The 2012-13 Ranji Trophy season marked the start of all the right moves made by the 24-year-old allrounder, who as a child used to accompany his father Ghulam Rasool to the grounds and later idolised Abdul Qayuum before putting his heart into cricket.
His 594 runs and 33 wickets in the 2012-13 Ranji Trophy season opened the Team India nets to him, and after impressing MS Dhoni & Co, Rasool got the ticket to Board President's XI squad against the visiting Australians. Figures of 7 for 45 in that game put him firmly in the eyes of Indian selectors, but before that it was Pune Warriors India who knocked at his door with an IPL contract in hand.
Rasool's mentor and coach at J&K, Bishan Singh Bedi, who reserves his praise only for the best, gave his offbreaks and useful batting 10 out of 10 for commitment, skill and talent. But when a few tried to use Rasool's rise to fame to gain political ground in the J&K, Rasool was quick to get his point across. "I don't want any politics in my game. I don't know how they bring politics into cricket. Insha Allah I will make it [to Team India]."
But Twenty20 is a different kettle of fish and in that T20 pool, IPL is definitely a Starfish. And while the IPL has proved to be a cricketer's shortcut to fame and money, the razzmatazz and stardom it brings also has the potential to be a mental block for young cricketers. The long-term goals may get obscured with short-term gains. That's what Rasool has to guard against.
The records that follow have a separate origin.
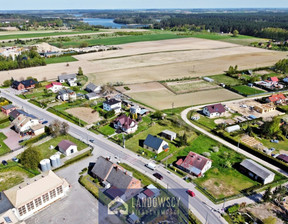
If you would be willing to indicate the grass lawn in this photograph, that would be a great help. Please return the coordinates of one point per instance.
(227, 80)
(106, 130)
(219, 181)
(46, 152)
(246, 90)
(60, 59)
(12, 175)
(3, 147)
The young valley dweller wants to fly J&K's flag in Indian cricket and playing the IPL is certainly a step in the right direction. But what he is going to face is like a sun-reflection blinding one's eyes. The packed galleries, the vociferous crowd, the critical analysis, the nail-biting encounters will be a first-of-its-kind experience for Rasool and his first real test on a world stage.